Several randomised, double-blind studies in patients with moderate-to-severe MDD showed that escitalopram was as effective as paroxetine, sertraline or venlafaxine XR in reducing MADRS scores.
Escitalopram demonstrated continued efficacy in a 52-week open-label extension of two 8-week double-blind studies in primary-care patients with moderate-to-severe MDD, and significantly prevented relapse in 36- and 52-week double-blind, placebo-controlled studies.

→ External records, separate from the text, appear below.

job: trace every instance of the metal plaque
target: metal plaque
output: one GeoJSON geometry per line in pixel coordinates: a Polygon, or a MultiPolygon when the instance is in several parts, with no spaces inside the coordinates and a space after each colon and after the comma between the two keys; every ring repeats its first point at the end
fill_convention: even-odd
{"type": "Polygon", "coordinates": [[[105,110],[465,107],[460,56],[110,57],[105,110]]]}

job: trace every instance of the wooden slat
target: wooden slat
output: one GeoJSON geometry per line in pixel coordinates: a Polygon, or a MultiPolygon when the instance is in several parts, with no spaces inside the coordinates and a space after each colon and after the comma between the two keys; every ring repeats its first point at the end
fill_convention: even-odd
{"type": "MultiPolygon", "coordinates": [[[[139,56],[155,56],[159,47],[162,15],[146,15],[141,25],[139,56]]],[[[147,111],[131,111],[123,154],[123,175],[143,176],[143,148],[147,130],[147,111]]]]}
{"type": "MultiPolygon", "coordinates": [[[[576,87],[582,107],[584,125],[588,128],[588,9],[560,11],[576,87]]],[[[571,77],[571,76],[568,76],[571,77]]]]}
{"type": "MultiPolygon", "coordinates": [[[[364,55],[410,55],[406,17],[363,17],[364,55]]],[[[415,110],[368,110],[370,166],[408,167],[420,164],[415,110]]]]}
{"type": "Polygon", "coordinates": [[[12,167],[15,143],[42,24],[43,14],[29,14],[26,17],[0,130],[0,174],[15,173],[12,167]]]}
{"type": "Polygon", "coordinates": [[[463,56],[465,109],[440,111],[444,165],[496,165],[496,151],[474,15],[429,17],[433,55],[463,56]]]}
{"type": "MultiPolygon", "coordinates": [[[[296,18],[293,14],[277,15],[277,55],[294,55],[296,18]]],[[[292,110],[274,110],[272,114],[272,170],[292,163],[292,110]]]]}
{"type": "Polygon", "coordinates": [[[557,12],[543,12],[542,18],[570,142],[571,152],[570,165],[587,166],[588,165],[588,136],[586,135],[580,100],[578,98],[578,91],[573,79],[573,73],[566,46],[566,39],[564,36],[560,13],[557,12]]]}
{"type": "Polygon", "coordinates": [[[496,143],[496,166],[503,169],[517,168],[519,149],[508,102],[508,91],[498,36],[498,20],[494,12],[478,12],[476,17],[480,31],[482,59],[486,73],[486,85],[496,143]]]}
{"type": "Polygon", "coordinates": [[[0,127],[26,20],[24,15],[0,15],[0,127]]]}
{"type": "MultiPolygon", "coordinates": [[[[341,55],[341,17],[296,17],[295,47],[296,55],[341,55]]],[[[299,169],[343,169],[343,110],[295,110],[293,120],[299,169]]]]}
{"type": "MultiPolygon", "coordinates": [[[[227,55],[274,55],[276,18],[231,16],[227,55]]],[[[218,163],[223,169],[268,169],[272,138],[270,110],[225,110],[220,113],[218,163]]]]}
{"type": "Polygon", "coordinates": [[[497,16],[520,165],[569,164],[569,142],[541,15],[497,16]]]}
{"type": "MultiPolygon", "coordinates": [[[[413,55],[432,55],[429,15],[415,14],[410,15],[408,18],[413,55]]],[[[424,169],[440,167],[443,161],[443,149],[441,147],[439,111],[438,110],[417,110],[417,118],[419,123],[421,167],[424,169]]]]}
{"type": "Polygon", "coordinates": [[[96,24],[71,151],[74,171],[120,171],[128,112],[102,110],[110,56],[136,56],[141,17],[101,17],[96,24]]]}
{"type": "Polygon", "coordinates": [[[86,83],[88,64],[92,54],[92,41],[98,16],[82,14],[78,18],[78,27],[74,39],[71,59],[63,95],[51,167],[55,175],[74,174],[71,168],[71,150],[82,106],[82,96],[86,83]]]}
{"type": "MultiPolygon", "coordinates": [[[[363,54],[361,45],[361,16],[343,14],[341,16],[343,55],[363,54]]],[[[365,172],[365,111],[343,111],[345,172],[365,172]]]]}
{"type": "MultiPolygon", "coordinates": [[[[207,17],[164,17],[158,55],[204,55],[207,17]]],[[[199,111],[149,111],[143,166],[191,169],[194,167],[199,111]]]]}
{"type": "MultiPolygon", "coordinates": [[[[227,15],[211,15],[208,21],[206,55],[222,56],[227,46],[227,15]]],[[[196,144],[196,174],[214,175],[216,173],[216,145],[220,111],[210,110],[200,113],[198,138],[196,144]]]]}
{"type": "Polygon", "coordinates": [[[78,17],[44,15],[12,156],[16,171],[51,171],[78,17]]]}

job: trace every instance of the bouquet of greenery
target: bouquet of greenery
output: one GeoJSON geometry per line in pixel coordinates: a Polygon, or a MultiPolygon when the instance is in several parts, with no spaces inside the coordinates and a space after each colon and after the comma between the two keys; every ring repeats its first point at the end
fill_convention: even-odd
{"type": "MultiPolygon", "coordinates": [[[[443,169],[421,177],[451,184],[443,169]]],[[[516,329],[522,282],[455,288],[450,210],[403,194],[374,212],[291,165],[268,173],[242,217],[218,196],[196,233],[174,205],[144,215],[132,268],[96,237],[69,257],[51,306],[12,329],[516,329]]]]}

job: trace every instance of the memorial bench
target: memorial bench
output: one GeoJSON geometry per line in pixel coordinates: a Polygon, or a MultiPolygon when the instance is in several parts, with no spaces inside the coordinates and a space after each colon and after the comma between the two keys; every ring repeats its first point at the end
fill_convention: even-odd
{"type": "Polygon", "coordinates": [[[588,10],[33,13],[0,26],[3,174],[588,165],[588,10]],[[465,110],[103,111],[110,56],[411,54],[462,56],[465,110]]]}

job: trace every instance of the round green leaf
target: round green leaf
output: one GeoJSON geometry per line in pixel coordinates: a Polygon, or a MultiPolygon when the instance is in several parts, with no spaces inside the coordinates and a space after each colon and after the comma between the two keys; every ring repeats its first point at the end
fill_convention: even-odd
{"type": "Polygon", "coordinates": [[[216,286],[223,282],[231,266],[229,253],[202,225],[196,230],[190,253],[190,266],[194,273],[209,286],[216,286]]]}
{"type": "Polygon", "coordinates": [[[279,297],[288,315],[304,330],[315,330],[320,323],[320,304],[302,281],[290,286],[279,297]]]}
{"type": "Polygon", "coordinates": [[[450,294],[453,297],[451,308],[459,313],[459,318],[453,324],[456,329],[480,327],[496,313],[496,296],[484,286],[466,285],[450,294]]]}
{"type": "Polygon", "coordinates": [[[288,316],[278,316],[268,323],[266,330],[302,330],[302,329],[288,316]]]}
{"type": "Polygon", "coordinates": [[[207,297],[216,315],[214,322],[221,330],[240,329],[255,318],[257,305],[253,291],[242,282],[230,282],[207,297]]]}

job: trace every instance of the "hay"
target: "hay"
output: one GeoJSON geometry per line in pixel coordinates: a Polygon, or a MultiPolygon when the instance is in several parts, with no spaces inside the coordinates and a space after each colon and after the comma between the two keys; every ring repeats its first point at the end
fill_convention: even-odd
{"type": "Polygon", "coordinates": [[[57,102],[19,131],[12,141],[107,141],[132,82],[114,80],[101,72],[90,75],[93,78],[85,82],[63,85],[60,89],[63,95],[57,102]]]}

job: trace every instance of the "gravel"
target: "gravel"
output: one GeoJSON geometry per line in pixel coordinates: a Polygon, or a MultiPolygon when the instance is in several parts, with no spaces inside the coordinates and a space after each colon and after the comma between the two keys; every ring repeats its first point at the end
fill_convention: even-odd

Modelled pharmacoeconomic evaluations and a prospective pharmacoeconomic analysis suggested cost-effectiveness advantages for escitalopram relative to several other SSRIs and venlafaxine (including the XR formulation). Cost utility analyses showed that escitalopram dominated all the other treatments. A potential for cost savings (up to 4.5%) was shown in total healthcare budgets for depression when escitalopram is introduced.
Tolerability
In placebo-controlled studies, the most common treatment-emergent adverse events with escitalopram were nausea (15%), ejaculation disorder (9%), insomnia (9%), diarrhoea (8%), somnolence (7%), dry mouth (6%) and dizziness (6%). Nausea led to withdrawal of 2% of patients and 2% of men withdrew because of ejaculation disorder.
Large-scale comparisons of escitalopram with citalopram revealed that the overall type and incidence of adverse events were generally similar between treatments. Escitalopram demonstrated a lower incidence of nausea, increased sweating and constipation than venlafaxine XR. Discontinuation syndrome (Discontinuation Emergent Signs and Symptoms score increase of ≥4) was seen in fewer escitalopram than venlafaxine XR recipients after treatment withdrawal Likewise, in comparisons with paroxetine, fewer escitalopram recipients had discontinuation syndrome after treatment cessation. The tolerability profile of escitalopram was generally similar to that of fluoxetine in elderly patients and to that of sertraline in patients aged 18–80 years.
A large meta-analysis of data from placebo-controlled studies specific to the use of escitalopram revealed that no suicides with the drug occurred within the first 2 weeks or throughout up to 24 weeks of therapy. In addition, MADRS item-10 (‘suicidal thoughts’) scores were reduced compared with placebo from the first week in 8-week studies. Pharmacovigilance data reveal a very low suicide rate of 1.8 per 1 million patients treated with escitalopram.